Conversations For Transformation: Essays Inspired By The Ideas Of Werner Erhard

Conversations For Transformation

Essays By Laurence Platt

Inspired By The Ideas Of Werner Erhard

And More




Toolbox

Napa Union High School Auditorium, Napa, California, USA

June 3, 2010



"Life is like a box of chocolates: you never know what you're gonna get." ... Forrest Gump

"Life is like a box of tools: you never know what you're gonna need." ... Laurence Platt

This essay, Toolbox, is the companion piece to Futile Like A Freedom.




A good toolbox is stocked with tools which may seem to have contradictory uses. A ripsaw  makes things jagged and separate. But a sander makes things smooth, and a clamp holds things together.

A ripsaw doesn't negate  a sander or a clamp. A sander doesn't invalidate a ripsaw. A clamp doesn't contradict  a ripsaw. And neither does a sander or a clamp "agree"  with each other.

They're all just tools. You use them if they work for the job at hand. And if they break you get new ones.

You give a monster a lot of space (as Werner Erhard may have said) but you give a friend intimacy. You speak so you're known as your word but you stay silent so you're not known as a gossip. You're gentle with children who come to you but you're ruthless and unswerving with adults who assume your integrity is up for grabs.

There isn't just one option  when you're inventing yourself as your word. There isn't one right way  to do it. When it comes to inventing yourself as your word, it's not useful  to consider what the right  way to do it is. Rather, what's useful to consider is a way to invent yourself as your word which works. Try on ie test drive  the Zen approach. Look to the pragmatic  rather than simply to the correct. One of the first things you notice when you intently observe the pragmatic is what works in one situation may not work in all situations. Even natural life sustaining actions  aren't always consistent. It's alright, for example, to open your lungs and take a deep breath of air. Just don't try that underwater without scuba. It's alright, for example, to put your hand on a stove. Just don't try that when it's hot.

It's a natural tendency to grab on to what we've figured out  works and then to make a recipe  ie a strategy  out of it. But the trouble with the itemized list of instructions which comprise recipes and strategies is they only work when they do.

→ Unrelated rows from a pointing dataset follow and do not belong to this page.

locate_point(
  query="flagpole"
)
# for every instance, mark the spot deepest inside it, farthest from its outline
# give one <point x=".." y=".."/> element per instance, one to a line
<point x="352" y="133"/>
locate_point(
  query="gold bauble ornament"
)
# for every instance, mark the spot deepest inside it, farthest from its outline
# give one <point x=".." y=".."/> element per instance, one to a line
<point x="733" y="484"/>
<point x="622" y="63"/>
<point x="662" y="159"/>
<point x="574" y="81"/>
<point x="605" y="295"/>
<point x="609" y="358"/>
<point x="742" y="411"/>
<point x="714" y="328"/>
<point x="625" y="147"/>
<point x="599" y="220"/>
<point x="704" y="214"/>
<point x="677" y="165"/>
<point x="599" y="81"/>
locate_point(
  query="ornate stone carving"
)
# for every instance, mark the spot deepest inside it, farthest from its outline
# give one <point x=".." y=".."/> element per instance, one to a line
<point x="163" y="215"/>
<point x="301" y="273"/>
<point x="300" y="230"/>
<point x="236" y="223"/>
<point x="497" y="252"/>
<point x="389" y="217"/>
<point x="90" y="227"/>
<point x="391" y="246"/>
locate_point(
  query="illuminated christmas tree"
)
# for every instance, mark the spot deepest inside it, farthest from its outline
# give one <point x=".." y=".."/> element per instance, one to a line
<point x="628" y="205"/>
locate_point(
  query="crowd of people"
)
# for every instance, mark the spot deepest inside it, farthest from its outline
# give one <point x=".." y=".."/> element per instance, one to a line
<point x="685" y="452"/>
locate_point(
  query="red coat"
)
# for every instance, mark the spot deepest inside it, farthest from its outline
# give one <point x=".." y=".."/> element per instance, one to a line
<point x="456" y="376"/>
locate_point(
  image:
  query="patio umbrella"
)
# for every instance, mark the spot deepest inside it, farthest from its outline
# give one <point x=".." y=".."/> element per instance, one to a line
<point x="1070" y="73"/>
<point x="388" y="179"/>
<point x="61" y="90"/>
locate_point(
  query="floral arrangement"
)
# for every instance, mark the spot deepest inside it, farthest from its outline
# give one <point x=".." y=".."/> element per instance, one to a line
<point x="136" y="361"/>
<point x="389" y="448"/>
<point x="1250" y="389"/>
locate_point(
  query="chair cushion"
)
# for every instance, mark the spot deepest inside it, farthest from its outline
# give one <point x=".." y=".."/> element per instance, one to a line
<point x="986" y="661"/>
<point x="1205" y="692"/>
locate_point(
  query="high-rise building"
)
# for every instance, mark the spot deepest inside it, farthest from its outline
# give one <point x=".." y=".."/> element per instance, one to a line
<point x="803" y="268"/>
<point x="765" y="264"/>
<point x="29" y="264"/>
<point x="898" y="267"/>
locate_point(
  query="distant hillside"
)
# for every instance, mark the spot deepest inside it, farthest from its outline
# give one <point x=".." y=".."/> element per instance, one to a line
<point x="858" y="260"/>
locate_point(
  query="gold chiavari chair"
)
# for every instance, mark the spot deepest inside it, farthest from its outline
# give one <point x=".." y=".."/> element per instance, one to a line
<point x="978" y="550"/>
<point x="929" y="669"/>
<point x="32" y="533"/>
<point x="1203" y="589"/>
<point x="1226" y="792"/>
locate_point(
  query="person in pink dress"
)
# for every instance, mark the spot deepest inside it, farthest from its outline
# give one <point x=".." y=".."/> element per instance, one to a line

When you're looking into the toolbox selecting a tool, it's not smart  to select a tool just because you selected it last time  ie just because it was useful last time, just because it worked last time. It may have worked then with that  job. But it may not work again now with this  job. It especially  won't work now if this  job isn't the same as that  job. A screwdriver won't sand a floorboard. A hammer won't sharpen a knife. Understanding is a useful tool in police detective work. When it comes to transformation, understanding is the booby prize.

Rather than select the tool based on what worked with that  job, you select the tool for this  job based on what's wanted and needed now. Notice the tendency to make the tool which worked last time significant.